Most AI still collaborates like a polite email thread.
You speak. It waits. You stop. It thinks. It responds. Then everything freezes while you decide what to say next. That rhythm has gotten us surprisingly far, but it also explains why even very smart AI can feel weirdly bad at working with you in the moment.
Thinking Machines Lab, the AI startup founded by former OpenAI CTO Mira Murati, wants to change that. In a new research post, the company introduced what it calls interaction models: AI systems trained to handle continuous, real-time interaction across audio, video, and text instead of relying on external software glue to fake conversation.
The big idea is simple: if AI is going to become a true collaborator, it can’t only get smarter. It also has to get better at timing.
That means knowing when to listen, when to interrupt, when to stay quiet, when to react to something on screen, and when to hand off deeper work to a background model while keeping the conversation alive. You know, the stuff humans do automatically in meetings, pair programming sessions, tutoring, coaching, and mildly chaotic family tech support calls.

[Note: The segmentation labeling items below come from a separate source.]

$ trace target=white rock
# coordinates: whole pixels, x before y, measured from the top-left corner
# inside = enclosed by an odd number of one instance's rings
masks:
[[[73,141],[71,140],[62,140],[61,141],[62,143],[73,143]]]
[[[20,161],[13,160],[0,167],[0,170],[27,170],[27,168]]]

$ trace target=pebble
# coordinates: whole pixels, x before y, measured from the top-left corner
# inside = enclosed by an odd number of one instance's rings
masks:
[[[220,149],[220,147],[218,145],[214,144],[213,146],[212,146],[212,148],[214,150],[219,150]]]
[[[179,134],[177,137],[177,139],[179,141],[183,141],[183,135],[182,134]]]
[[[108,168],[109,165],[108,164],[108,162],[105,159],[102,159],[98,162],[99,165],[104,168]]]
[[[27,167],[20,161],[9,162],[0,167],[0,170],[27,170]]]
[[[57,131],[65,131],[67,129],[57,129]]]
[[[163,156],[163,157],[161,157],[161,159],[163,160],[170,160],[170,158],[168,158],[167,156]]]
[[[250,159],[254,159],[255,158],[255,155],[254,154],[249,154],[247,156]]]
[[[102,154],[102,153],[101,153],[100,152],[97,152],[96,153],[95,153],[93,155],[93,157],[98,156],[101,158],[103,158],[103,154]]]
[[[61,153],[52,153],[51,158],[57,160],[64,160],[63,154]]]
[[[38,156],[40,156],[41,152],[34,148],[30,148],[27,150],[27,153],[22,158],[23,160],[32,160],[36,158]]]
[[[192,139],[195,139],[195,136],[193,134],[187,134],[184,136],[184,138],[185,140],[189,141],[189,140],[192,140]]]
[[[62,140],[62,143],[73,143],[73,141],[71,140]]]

Thinking Machines’ thesis is that today’s AI interface is the bottleneck. Models are improving quickly, but the interaction layer is still mostly turn-based. The user gives a complete input, the model gives a complete output, and anything more fluid gets patched together with speech detection, tool orchestration, memory systems, and other harnesses.
Interaction models try to make that behavior native to the model itself.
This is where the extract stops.